Niet omdat jij niet goed genoeg bent, maar omdat je hem op het verkeerde niveau probeert te raken.


Als je dan met hem in gesprek gaat…


Veel ondernemers komen op dat punt:

“Oké, ik snap het… de online klant is anders. Ik moet me dus verdiepen in wat hij echt denkt.”


Top.

Dan zeg ikga netwerken.

Spreek elke week vijf mensen.

Vijf echte gesprekken, geen quick DM.

Gewoon: luisteren, doorvragen, voelen wat er speelt.


En dan zeggen ze: “Ja, is goed, ik ga netwerken.”


En dan zitten ze daar, kop koffie erbij, open vraag op tafel, en dan…

Dan komen dit soort zinnen uit de mond van hun ‘ideale klant’:


“Mijn baas legt teveel druk op me.”

“Mijn puberdochter luistert niet.”

“Ik krijg het thuis niet geregeld.”

“Ik voel me gestrest.”


Maar jij weet inmiddels:

Dat is het échte probleem niet.


En precies daar begint het verschil tussen een doorsnee coach en een echte expert.


Annek Tol is als coach-counselor en trainer gespecialiseerd in hoogsensitiviteit. Haar heldere visie op sensitiviteit maakt voor cliënten een groot verschil. Vanuit haar eigen praktijk @tol training en coaching hsp heeft zij inmiddels honderden HSP getraind en gecoacht om een betere balans te vinden in hun leven en om zo om te gaan met hun sensitiviteit dat het geen klachten meer geeft.


In haar boek "Hoogsensitiviteit professioneel gezien", beschrijft ze de "Cirkel van Overprikkeling", een prachtige theorie die laat zien hoe mensen met stress en prikkels omgaan.

De metafoor die alles verandert: het glas water van Annek Tol

Soms is het lastig uit te leggen wat stress precies is.

Maar er is een beeld dat het in één klap duidelijk maakt:

Stress is als een glas water.


Stel je voor dat jij een glas bent.

Dat glas bepaalt hoeveel stress jij aankunt.

Hoe vol het mag zitten, voordat het overstroomt.

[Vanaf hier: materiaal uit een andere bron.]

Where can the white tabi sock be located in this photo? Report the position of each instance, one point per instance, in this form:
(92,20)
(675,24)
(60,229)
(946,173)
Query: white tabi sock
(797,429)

En dat is bij iedereen anders.


Het ligt aan de bodem van jouw glas.

Die bodem staat voor alles wat je hebt meegemaakt in je leven.


  • Heb je een moeilijke jeugd gehad? Veel stress, verdriet, afwijzing?

Dan is de bodem dikker.

En dus blijft er minder ruimte over voor water. Je glas zit sneller vol.


  • Had je juist een veilige basis, rust en vertrouwen om je heen?

Dan is je bodem dunner.

Er past meer water in. Jij kunt dan wat meer aan, voordat het te veel wordt.


Dat alleen al zegt veel over waarom sommige mensen sneller overprikkeld raken dan anderen.

Maar we zijn er nog niet.


Want in dat glas zit dus het water. En dat water stelt jouw stress voor.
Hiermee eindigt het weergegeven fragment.